Articles | Volume 15, issue 17
Research article
01 Sep 2015
Research article |  | 01 Sep 2015

Trends in concentrations of atmospheric gaseous and particulate species in rural eastern Tennessee as related to primary emission reductions

R. L. Tanner, S. T. Bairai, and S. F. Mueller

Abstract. Air quality measurements at Look Rock, Tennessee – on the western edge of the Great Smoky Mountains National Park – were begun in 1980 and expanded during the 1980s to a National Park Service (NPS) IMPROVE network station. Measurements were expanded again by the Tennessee Valley Authority (TVA, 1999–2007) to examine the effects of electric generating unit (EGU) emission reductions of SO2 and NOx on air quality at the station. Analysis of temporal trends (1999–2013) has been conducted at the site in collaboration with activities related to the 2013 Southeast Atmosphere Study (SAS) at Look Rock and other southeastern US locations.
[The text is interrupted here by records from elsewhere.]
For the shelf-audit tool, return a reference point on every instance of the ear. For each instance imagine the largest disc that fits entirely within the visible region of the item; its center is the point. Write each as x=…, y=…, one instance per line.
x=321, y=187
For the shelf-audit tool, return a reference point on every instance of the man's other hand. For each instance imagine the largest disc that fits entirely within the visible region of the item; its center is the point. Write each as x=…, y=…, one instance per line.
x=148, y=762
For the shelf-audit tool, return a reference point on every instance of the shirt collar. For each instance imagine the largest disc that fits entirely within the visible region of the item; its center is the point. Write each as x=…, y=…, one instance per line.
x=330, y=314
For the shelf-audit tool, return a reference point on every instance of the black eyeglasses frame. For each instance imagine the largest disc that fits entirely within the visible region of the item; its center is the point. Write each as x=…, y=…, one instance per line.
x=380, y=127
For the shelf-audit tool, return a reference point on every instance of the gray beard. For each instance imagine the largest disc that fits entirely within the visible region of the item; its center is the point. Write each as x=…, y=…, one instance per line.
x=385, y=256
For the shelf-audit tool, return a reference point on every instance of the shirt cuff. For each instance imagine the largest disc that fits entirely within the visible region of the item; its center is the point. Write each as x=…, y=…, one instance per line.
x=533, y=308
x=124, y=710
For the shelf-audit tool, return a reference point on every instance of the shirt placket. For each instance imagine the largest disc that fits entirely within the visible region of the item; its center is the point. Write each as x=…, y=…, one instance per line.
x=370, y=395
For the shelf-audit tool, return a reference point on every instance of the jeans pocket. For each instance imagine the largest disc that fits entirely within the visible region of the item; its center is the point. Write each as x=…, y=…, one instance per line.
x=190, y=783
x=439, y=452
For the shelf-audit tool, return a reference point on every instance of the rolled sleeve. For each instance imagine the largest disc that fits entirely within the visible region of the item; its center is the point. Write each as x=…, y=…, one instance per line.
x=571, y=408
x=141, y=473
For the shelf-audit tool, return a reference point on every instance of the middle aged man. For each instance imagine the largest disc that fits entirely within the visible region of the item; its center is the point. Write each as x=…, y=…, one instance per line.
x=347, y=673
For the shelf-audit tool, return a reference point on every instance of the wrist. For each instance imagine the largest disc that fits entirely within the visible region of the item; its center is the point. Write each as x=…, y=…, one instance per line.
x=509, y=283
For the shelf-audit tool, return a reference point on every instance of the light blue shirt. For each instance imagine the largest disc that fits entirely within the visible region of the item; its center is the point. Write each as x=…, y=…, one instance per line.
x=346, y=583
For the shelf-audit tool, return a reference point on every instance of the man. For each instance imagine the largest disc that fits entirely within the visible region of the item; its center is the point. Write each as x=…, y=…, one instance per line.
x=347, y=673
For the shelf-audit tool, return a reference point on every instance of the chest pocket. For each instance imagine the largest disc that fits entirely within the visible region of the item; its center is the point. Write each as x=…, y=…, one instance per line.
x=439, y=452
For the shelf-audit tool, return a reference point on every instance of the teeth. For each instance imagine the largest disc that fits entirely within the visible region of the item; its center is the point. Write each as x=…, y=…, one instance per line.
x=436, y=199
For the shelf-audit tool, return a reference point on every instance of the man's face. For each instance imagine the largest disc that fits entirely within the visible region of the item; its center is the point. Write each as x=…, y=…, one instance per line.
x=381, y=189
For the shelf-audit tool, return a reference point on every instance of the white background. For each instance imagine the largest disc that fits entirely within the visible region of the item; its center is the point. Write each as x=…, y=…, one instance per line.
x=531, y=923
Key findings from these trend studies include the observation that primary pollutant levels have consistently tracked emission reductions from EGUs and other primary sources in the region, but reductions in secondary pollutants such as particulate sulfate and, specifically, ozone have been smaller compared to reductions in primary emissions. Organic carbonaceous material (OM) remains a major contributor (30–40 % in the period 2009–2013) to fine particulate mass at the site, as confirmed by ACSM measurements at the site in 2013. A large portion (65–85 %) of carbon in OM derives from modern carbon sources based on 14C measurements. Important parameters affecting ozone levels, fine mass, and visibility also include the specific diurnal meteorology at this ridge-top site, its location in a predominantly mixed-deciduous forest, and the presence of primary sources of precursors at distances of 50–500 km from the site in all directions.